イズミちゃんは首をかしげて、今度はいつもの方からドアをを開く。
「シャラーン…」
気の抜けたようにあの音が鳴り響いた。そこにはヨーグルトや牛乳や納豆が入っている。いつもの冷蔵庫だった。

「こんな感じの音だったっけ?」
「もっと…、なんか、こう、すっごくいい音だなぁって、いつも思ってたんだけど…。」
「うん。炭酸が抜けちゃったコーラみたいっていうか…。全然気持ち良くないって言うか…。」
ノリちゃんとコウくんが口々に言う。
「そうなの?」
初めて冷蔵庫の音を聞いたイズミちゃんは首を傾げた。

強ばっていたみんなの体から緊張が抜け落ちた。僕は大きく息を吸いこんで吐き出す。
「逃げちゃったのかな?」
コウくんは気遣うように僕の顔を見る。
「そう、かもしれない。」
「僕、ここから音が出てると思ってたんだけど、そうじゃなかったんだね。ここからは『癒し波動』っていうやつが出てたんだ。全然『癒し』なんかじゃなかったけど。きっと催眠術みたいなやつだったんだと思う。」
ノリちゃんは何度も冷蔵庫を開けたり閉めたりして言った。
「とりあえず、音はスカスカになっちゃったし、もう大丈夫なんじゃないかな。」
「そうかもね。でも、一応、まだしばらくは気を付けておいてね。」
イズミちゃんの冷静なアドバイスに、僕は頷いた。
「で、どうする?これ?」
コウくんは困った顔をしてぽっかり開いた穴を指す。
「パパとママに事情を話したら、わかってもらえるかな?」
みんな、顔を見合わせる。
ママはきっと、理解できなかったとしても怒らないだろう。でも、パパは?
僕の眉間にしわが寄る。
僕を見ていたノリちゃんは思いついたような顔をした。バッグをゴソゴソ探って、いつも持ち歩いているダイアリーを取り出す。透明なビニールカバーに挟んである、まあるい手のひらほどもあるステッカーをつまみ取った。

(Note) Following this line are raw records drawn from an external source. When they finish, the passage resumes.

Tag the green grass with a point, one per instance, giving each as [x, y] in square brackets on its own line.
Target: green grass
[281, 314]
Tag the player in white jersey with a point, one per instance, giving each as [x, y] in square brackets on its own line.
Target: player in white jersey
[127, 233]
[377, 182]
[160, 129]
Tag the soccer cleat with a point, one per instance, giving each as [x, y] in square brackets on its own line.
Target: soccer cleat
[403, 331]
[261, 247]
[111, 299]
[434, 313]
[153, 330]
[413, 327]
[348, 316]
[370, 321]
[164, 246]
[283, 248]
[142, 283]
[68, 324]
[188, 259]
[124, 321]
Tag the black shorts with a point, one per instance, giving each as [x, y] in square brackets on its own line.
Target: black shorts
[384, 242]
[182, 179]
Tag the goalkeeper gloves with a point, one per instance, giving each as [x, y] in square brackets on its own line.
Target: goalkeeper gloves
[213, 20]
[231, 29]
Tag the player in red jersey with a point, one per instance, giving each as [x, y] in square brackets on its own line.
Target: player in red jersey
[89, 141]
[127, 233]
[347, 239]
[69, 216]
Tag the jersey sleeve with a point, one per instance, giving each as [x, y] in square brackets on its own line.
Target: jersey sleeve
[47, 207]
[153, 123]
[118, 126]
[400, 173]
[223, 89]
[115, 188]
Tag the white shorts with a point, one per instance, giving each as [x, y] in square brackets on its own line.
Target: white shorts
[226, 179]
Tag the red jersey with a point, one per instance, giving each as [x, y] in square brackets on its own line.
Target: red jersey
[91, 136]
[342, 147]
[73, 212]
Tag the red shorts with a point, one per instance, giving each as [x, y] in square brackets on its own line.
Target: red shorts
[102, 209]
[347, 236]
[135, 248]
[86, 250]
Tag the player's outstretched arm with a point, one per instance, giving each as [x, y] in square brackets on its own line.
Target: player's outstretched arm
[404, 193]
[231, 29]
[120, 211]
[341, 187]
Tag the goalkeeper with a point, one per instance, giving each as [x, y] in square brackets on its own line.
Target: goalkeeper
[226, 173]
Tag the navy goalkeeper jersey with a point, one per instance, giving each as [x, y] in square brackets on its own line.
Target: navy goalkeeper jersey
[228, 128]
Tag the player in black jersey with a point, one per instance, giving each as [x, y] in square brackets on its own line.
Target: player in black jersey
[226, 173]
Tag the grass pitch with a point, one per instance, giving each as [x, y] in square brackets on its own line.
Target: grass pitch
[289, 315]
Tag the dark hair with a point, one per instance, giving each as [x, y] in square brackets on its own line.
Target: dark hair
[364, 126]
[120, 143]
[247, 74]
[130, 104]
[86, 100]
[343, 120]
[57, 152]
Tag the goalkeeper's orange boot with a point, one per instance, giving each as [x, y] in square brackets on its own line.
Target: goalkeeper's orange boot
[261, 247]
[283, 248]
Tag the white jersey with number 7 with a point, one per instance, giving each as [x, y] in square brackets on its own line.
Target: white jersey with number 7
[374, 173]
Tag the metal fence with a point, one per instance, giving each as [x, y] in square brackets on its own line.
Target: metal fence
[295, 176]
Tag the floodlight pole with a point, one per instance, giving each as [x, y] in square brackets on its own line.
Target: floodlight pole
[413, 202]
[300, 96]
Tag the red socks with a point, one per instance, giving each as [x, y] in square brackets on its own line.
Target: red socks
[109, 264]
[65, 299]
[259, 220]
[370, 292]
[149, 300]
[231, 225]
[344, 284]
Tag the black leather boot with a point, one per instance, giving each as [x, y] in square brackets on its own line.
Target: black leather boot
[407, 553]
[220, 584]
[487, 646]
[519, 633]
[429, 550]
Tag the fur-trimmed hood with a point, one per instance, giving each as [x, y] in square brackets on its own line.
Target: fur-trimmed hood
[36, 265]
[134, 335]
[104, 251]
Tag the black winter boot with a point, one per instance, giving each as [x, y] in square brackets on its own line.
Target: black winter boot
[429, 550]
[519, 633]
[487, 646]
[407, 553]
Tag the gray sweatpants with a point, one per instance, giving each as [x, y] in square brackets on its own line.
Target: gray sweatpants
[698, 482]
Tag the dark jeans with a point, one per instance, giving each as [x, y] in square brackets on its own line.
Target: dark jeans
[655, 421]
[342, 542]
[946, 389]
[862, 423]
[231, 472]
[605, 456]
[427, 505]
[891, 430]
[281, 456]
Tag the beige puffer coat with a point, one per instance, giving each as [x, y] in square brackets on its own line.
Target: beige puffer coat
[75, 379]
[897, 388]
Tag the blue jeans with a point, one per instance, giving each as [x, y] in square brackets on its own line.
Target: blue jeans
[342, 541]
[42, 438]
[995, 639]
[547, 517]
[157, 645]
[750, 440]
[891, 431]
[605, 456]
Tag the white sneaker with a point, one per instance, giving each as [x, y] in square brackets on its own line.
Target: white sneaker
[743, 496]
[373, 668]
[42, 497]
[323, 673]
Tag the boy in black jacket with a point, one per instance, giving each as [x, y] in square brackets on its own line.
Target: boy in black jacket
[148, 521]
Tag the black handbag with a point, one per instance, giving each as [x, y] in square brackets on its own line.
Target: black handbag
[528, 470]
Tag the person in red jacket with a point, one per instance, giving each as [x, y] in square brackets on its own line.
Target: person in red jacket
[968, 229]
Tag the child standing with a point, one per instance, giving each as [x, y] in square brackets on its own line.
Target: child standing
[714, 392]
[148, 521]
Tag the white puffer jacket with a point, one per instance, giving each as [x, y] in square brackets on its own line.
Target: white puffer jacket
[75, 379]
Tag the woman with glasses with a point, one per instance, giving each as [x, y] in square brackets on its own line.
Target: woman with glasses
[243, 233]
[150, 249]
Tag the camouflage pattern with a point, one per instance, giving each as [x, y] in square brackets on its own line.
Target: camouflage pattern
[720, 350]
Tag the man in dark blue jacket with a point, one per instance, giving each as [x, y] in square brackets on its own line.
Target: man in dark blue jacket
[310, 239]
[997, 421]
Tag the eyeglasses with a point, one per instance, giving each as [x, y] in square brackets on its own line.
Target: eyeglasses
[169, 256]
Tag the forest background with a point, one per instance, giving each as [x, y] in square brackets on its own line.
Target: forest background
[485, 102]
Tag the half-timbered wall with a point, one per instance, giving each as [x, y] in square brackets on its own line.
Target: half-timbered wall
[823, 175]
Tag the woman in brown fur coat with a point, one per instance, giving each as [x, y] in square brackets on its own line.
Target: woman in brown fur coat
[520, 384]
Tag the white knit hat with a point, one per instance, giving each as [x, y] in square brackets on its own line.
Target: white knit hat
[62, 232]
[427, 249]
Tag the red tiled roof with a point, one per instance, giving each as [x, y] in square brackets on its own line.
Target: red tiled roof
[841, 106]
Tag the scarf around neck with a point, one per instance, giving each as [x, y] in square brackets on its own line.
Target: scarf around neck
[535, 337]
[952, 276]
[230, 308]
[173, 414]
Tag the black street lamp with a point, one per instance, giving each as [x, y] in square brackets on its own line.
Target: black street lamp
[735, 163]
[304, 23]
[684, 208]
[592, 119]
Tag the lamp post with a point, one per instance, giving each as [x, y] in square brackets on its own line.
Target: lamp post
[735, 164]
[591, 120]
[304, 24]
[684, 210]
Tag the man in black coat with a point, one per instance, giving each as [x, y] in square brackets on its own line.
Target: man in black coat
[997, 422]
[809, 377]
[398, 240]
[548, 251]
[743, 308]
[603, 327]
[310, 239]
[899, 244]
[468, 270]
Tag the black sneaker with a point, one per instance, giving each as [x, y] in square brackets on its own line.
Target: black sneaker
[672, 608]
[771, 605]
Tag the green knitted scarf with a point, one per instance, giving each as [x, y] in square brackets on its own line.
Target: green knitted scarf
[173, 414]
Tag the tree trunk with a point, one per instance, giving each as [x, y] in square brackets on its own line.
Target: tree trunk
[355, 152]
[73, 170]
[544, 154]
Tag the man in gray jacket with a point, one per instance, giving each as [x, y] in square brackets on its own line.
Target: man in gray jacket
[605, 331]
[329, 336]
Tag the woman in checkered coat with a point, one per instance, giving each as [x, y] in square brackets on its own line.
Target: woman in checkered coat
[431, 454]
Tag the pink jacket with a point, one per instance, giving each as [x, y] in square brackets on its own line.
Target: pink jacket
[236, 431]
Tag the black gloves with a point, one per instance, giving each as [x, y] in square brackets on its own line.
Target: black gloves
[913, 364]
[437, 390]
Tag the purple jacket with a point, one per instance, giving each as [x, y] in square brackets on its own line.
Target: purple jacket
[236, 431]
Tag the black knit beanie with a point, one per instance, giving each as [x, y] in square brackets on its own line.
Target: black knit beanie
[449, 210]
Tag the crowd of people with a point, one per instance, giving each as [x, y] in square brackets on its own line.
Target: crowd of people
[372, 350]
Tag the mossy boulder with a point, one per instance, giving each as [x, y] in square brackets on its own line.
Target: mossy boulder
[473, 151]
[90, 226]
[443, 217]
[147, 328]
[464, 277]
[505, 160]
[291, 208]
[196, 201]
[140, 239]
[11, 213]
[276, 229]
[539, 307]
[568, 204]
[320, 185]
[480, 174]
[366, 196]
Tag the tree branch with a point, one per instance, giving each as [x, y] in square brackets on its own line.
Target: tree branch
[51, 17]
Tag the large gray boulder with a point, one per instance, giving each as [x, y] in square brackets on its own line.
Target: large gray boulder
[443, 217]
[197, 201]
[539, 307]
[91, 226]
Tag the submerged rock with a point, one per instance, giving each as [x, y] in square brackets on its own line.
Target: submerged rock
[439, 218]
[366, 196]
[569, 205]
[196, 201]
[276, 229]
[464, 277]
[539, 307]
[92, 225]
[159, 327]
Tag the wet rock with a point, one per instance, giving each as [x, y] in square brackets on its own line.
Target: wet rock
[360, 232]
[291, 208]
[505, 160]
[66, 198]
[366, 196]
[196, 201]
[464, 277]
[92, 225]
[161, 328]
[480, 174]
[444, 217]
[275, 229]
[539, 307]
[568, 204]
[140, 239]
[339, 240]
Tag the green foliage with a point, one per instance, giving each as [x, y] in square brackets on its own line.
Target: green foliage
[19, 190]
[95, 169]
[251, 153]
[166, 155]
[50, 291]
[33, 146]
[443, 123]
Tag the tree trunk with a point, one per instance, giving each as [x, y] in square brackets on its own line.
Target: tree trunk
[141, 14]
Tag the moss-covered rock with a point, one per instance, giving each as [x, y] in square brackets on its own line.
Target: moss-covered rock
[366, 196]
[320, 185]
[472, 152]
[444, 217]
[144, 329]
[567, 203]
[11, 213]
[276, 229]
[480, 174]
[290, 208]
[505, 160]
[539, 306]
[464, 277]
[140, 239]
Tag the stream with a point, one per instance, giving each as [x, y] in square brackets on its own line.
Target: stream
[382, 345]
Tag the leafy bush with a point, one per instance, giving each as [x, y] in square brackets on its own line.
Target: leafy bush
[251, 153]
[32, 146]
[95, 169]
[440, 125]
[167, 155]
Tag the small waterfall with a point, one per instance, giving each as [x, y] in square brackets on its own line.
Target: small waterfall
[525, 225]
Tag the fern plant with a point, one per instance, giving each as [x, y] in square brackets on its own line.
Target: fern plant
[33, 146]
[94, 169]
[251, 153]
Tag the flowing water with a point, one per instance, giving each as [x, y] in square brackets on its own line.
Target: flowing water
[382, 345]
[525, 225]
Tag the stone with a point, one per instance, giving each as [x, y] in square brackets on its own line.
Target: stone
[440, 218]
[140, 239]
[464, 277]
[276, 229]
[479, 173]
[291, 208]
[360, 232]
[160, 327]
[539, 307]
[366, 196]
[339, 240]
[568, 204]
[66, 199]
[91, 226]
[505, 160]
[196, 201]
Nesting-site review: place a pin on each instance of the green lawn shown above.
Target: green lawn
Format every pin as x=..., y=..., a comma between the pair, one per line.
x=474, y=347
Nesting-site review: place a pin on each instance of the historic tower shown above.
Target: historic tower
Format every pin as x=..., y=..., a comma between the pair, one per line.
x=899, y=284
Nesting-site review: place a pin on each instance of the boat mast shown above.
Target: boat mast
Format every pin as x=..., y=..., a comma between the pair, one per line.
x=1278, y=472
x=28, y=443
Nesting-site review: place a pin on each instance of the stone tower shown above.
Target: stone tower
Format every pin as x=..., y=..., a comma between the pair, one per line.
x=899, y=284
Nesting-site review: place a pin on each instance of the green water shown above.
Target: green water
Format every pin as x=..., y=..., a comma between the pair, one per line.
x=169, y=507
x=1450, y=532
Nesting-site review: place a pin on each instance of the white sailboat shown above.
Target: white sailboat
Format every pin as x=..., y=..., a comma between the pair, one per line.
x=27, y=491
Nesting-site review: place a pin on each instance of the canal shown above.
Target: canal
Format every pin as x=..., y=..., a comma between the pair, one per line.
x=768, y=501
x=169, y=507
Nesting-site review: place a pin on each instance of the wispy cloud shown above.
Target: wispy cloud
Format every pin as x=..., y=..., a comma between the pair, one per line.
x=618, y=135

そして、ぽっかり開いた穴の周りをゴシゴシと自分の袖でぬぐって、ステッカーの裏の紙を剥がし、シワにならないように丁寧に張り付けた。
ピンク色のウサギがファイティングポーズをして、キリっとした眉毛でこっちを見つめている。ステッカーは前からそこにあったみたいにピッタリなじんでいる。
「これで、よし!あとは、落ちてる破片、バレないようにチラシに包んでからごみ箱の底の方に捨てて!小さい屑は…掃除機持ってきて!」
ノリちゃんがてきぱき支持するから、僕らは慌てて片付けにかかった。
きれいになった床と、かわいくなった冷蔵庫をノリちゃんは満足そうに眺めた。
「ありがとう、ノリちゃん。でもこのステッカー、大切にしてたやつだよね?いいの?」
「ふふん。かわいいでしょ?このウサギ最強なんだよ。お守り!」
そう言うと、いつもの顔でにやりと笑った。